Не веселится своею пустой свободой дикарь или дикарю уподобившийся, «опростившийся» под чарами забвения; он понур и уныл.

И чтобы не быть «унылым гостем на темной земле», путь один – огненная смерть в духе. Dixi[95 - Я сказал (лат.), то есть все необходимое сказано, больше говорить не о чем.].

    В.И.
    15 июля 1920 г.

XII

В. И. Иванову

Вы сердитесь: дурной знак. В досаде на мою глухоту вы ставите меня в ряды «опрощенцев», «непомнящих родства», трусливых бегунов и пр., даже браните меня «интеллигентом» (а себя, хитрец, изукрасили: сын земли русской, да еще ученик из Саиса!) Вас сердит больше всего, что я упрямо твержу свое «Sic volo»[96 - См. прим. 74.], а рассуждать отказываюсь. Но это неверно: я все время рассуждаю наперебой с вами. Так, например, в этом письме вы утверждаете две вещи: во-первых, что культура сама в своем дальнейшем развитии приведет к первоистокам жизни; надо только с усердием идти вперед – в конце пути, говорите вы, воссияет желанный свет, «забьют промеж старых плит студеные ключи, и кусты роз прозябнут из серых гробниц», – то есть непотребная сейчас культура именно в дальнейшем своем непотребстве снова обретет начальное целомудрие. На это я отвечаю: не верю, и не вижу никакого основания так думать; только чудо превращает блудницу в святую Марию Магдалину. Таков, по вашей мысли, один путь: стихийная эволюция культуры. С этим вашим предсказанием плохо согласуется второй ваш тезис – что каждый человек должен огненной смертью в духе преодолевать культуру. Ведь одно из двух: если культура сама в своем развитии неуклонно ведет нас к Богу, – мне, отдельному, нечего суетиться; я могу спокойно продолжать свои вчерашние дела, читать лекции об экономическом развитии Англии в Средние века, проводить железную дорогу из Ташкента в Крым, усовершенствовать дальнобойное орудие и технику удушливых газов; я даже обязан делать это, чтобы культура быстро шла вперед по проторенному ею пути, – чтобы ускорилось ее вожделенное завершение. А в таком случае огненная смерть личности не только не нужна, – она вредна, потому что личность, сгоревшая и воскресшая, тем самым выходит из состава культурных работников. Напомню вам ваши собственные строки:

Кто познал тоску земных явлений,
Тот познал явлений красоту…

и дальше:

Кто познал явлений красоту,
Тот познал мечту Гиперборея:
Тишину и полноту
В сердце сладостно лелея,
Он зовет лазурь и пустоту.[97 - Цитаты из стихотворения В. И. Иванова «Taedium Phaenomeni» из книги «Cor ardens» (СС, II, 305).]

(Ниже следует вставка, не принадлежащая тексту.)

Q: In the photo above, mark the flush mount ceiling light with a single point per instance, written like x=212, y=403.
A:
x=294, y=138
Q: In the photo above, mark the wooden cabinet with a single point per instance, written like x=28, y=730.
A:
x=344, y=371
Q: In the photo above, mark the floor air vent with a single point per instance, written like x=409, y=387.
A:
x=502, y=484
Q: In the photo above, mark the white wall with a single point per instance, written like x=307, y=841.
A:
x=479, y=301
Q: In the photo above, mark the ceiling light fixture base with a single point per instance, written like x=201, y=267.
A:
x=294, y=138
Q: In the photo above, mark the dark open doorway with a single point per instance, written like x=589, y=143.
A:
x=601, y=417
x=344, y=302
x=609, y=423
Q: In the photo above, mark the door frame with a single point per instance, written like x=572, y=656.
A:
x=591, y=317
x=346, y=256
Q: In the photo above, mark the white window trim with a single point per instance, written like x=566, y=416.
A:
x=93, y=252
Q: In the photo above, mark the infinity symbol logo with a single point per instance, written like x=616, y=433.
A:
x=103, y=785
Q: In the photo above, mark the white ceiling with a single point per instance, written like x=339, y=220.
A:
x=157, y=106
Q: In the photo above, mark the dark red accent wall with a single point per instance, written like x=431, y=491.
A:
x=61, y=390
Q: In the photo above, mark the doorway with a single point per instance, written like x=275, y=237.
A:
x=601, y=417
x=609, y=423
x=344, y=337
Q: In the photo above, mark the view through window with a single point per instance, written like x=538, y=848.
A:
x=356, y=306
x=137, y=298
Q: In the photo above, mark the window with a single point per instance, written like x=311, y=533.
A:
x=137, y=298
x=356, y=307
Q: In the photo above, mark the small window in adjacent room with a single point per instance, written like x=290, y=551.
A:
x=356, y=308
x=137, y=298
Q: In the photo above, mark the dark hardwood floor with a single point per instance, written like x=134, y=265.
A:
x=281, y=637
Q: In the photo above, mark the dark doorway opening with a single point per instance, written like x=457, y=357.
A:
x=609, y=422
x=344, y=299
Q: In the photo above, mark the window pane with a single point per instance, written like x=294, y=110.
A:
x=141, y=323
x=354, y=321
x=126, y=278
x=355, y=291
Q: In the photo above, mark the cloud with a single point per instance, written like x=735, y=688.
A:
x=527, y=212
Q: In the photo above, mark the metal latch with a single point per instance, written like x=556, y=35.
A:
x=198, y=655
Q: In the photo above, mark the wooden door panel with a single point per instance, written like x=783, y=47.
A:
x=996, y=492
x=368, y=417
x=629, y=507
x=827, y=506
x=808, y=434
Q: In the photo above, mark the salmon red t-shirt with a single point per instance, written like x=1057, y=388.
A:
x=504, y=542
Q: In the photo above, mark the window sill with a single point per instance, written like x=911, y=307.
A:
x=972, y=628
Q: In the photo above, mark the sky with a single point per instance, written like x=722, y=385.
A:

Вот это верно: «зовет лазурь и пустоту». Он тотчас прекратит чтение лекций и, наверное, не сделает уже ни одного доклада в ученом обществе, где он был членом, даже ни разу больше не заглянет в него. Не говорю уже о том, что «огненная смерть в духе» – такая же редкость, как превращение блудниц в святых. Как же я не рассуждаю? Видите, рассуждаю и спорю.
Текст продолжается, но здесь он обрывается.